Se é assim deve ser correto aproveitar-se de um cadeirante, já que ele não vai conseguir correr para te alcançar, ou mesmo assaltar os mais velhinhos pelo mesmo motivo!!! Assim fica fácil achar inclusive que podemos abusar das crianças, já que as vezes elas nem percebem que estão sendo abusadas. É essa a lógica???
Um verdadeiro cidadão não comete o delito só pela oportunidade. Essa não é a lógica que o processo civilizatório nos apresenta.
O que assistimos no big brother é crime sim, o parágrafo único do artigo 217 – A, do Código Penal Brasileiro em sua ultima alteração deixou mais claro a questão.
§ 1o Incorre na mesma pena quem pratica as ações descritas no caput com alguém que, por enfermidade ou deficiência mental, não tem o necessário discernimento para a prática do ato, ou que, por qualquer outra causa, não pode oferecer resistência. (Incluído pela Lei nº 12.015, de 2009) (BRASIL, 2012)
Não se pode aceitar que o fato do outro estar em situação de vulnerabilidade permita que possamos nos aproveitar para tirar vantagem. A condição humana é frágil, sob intensa pressão cometemos erros, nossos preceitos éticos podem se fragilizar. Entretanto, o que programas desse tipo fazem é criar situações onde nossas fragilidades fiquem mais expostas. Em verdade ele nada tem de diferente dos programas do Ratinho, ou de qualquer outro que aproveite de nossas imperfeições e fragilidades para nos ridicularizar.
No Brasil ainda permitimos cultuar alguns comportamentos que parecem apoiar as atitudes que vimos no programa. Penso que o programa tem esse objetivo.
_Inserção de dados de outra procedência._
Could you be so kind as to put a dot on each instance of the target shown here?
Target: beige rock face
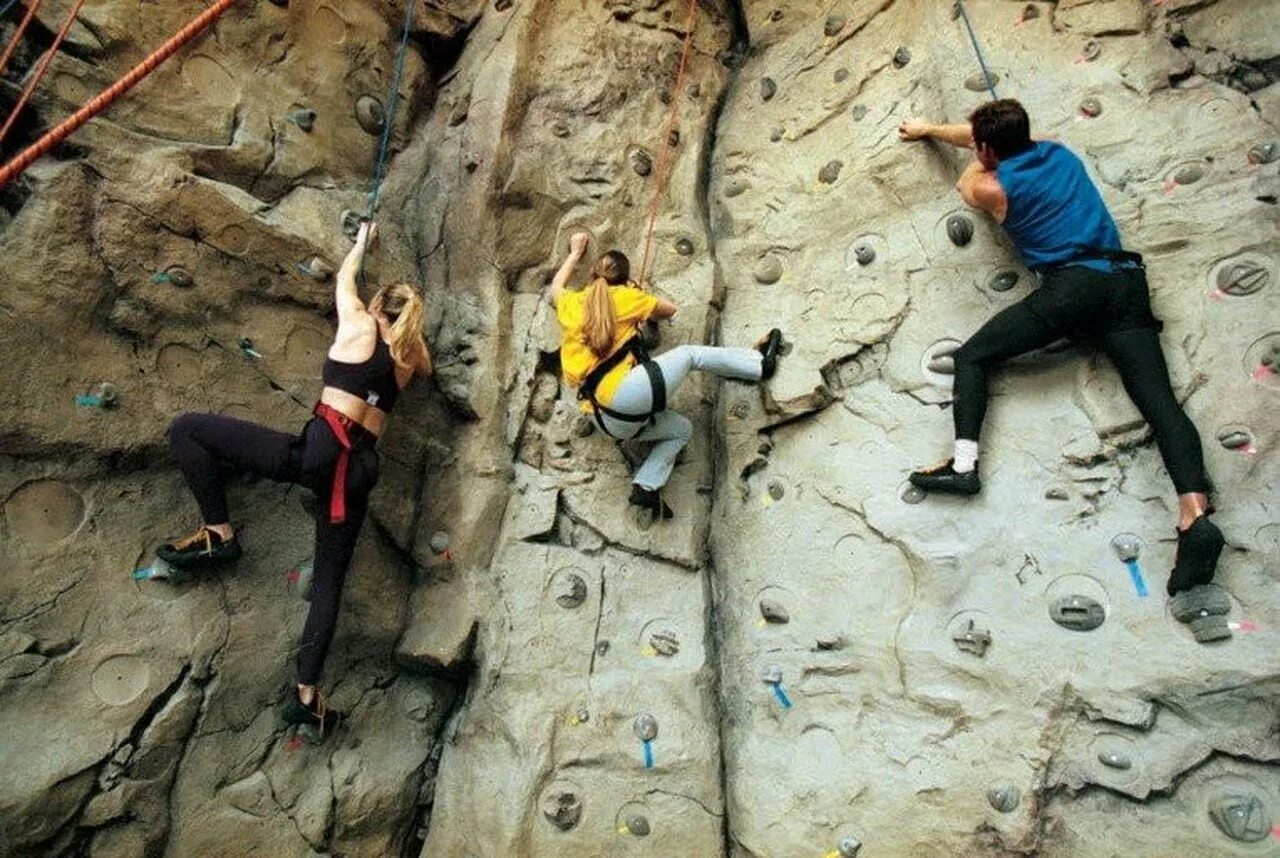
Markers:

Ele nada tem de reality show. Afinal todas as situações são preparadas com objetivo claro de vulnerabilizar as pessoas, com claro objetivo de criar situações onde as fragilidades humanas ficam mais expostas. Afinal, porque não tem camas individuais para todos? Porque a comida tem que ser disputada numa prova? Porque as festas são exageradamente regadas a muita bebida? Ora todas estas estratégias só podem produzir resultados como os que assistimos.
A realidade vivida no programa não é existe. É forjada, e tem o claro objetivo de instigar a competição, a traição, o passar por cima do outro, enganar, ou como eles gostam de falar, É um JOGO, estamos aqui para jogar. Isso parece significar ganhar a qualquer custo. Ora é esses os valores que pretendemos valorizar na sociedade brasileira?
Luis Fernando Veríssimo é feliz ao apontar o disparate em comparar os participantes do programa com Heróis. Trata-se de uma inversão de valores sem precedentes. Muito triste. Como se pode questionar a atitude de políticos corruptos, profissionais e empresários desonestos, pessoas sem educação no trato com as pessoas. É isso que deixamos ser transmitido na televisão brasileira. Em nome de uma pseudo liberdade de imprensa. Liberdade hoje e sempre sob o comando de poucas famílias. Essa discussão precisa acontecer. Televisão no Brasil precisa ser democratizada.